Cassiopeia's a bad example. Most of the sites showing the effect show Orion (with the major stars labeled), which, in its "inverted and flipped" state is quite obviously just rotated, because the observer is turned around. They use Orion as an example because it's a familiar constellation near the celestial equator, so it's visible from both hemispheres. The orientation of the constellation depends on which way the observer is facing.

Otherwise, if there's no presto chango moment when you turn around, you're saying that the stars rearrange themselves as you move south even if you're facing the same direction the whole time, so that at some point, Orion looks like a cluster of stars instead of a constellation.
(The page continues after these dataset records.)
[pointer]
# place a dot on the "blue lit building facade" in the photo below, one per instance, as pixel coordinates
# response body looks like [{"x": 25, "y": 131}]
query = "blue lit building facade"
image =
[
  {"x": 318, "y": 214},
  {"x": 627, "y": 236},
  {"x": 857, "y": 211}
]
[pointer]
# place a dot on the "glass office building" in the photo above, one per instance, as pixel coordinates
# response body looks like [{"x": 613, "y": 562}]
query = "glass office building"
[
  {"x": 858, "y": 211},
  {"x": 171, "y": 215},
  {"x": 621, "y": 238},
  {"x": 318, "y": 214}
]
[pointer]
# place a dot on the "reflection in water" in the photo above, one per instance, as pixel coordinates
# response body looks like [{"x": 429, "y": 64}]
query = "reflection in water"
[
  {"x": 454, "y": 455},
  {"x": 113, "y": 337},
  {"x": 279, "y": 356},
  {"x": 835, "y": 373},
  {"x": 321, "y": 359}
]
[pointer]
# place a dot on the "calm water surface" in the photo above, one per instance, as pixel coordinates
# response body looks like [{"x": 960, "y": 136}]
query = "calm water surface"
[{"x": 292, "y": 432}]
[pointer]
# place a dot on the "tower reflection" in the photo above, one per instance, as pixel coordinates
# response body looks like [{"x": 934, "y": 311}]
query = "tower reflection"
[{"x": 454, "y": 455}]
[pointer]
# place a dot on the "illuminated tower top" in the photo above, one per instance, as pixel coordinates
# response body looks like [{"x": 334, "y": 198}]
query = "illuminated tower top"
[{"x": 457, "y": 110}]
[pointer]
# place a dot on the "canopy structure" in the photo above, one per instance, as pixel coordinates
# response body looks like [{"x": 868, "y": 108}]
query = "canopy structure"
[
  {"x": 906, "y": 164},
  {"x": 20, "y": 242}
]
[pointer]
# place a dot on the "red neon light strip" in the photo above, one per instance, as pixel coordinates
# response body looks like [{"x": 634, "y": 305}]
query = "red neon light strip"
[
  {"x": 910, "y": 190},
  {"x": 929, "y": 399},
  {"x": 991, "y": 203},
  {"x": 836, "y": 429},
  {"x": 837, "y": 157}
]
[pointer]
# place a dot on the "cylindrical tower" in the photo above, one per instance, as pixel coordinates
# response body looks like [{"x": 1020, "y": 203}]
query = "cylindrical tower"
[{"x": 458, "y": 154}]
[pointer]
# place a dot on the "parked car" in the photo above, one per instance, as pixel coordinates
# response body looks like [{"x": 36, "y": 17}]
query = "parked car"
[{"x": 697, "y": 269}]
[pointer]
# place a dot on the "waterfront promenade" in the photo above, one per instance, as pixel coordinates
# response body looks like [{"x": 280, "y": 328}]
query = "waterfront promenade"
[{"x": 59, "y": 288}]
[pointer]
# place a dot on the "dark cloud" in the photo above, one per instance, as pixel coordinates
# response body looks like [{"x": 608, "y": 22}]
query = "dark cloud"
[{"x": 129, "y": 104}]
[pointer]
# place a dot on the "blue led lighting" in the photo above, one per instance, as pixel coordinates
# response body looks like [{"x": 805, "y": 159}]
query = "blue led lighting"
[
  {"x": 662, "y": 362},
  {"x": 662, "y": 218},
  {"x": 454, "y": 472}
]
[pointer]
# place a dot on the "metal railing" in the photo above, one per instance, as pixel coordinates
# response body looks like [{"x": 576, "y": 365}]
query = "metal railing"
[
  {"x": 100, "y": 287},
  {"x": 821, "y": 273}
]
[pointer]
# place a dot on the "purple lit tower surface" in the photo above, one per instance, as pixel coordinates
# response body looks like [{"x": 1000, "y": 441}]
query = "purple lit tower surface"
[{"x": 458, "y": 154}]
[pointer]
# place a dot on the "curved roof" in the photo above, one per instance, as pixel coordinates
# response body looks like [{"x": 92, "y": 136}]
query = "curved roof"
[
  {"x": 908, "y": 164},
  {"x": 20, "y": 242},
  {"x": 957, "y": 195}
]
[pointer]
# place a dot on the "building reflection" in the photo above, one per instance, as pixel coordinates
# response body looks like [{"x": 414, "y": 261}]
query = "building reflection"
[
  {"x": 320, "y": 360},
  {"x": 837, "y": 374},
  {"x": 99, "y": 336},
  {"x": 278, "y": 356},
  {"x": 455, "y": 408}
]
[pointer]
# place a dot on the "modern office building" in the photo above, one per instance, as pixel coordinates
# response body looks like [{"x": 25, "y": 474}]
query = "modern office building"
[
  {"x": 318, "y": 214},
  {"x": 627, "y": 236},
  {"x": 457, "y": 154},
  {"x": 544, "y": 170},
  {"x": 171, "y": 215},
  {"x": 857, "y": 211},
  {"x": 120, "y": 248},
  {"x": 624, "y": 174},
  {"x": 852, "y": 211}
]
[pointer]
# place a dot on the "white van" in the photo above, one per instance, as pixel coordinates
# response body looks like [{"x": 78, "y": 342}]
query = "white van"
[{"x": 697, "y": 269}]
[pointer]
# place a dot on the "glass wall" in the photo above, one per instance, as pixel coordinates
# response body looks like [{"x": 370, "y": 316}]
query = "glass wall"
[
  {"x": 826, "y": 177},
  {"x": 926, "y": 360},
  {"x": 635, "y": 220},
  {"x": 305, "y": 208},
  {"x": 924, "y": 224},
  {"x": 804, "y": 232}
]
So, if you're in say, San Diego (where I'm at) Cassiopeia is a W/M depending on the time of year, and I'm always looking north (more or less) to view it. If I walk backwards towards the equator, always keeping Cassiopeia in sight, at some point it'll start morphing to reverse itself? Just because I'm walking backwards? Based on what?
posted by LionIndex at 3:10 PM on May 11


I'm no expert, but this has nothing to do with N v S hemisphere. Montreal & Cuba are in the same one. Nor flipping, rotating, inverting, etc.
posted by LonnieK at 6:23 PM on May 11


Nor angle of view. Interplanetary angles of view are essentially the same from anywhere on earth. Or from Mars or Venus, for that matter.
posted by LonnieK at 6:30 PM on May 11


Montreal and Cuba are both in the northern hemisphere, so it has nothing to do with crossing the equator.

Cassiopeia is a circumpolar constellation, which is visible all year. If you go out every night at midnight and find it, it'll be a W in May, a 3 in August, an M in November, and a Σ in February.

However, Cuba is so far to the south that Cassiopeia is not visible all night. This time of year Cassiopeia doesn't rise in Cuba until about 2AM, and is to the right of Polaris (and shaped like a 3) at dawn.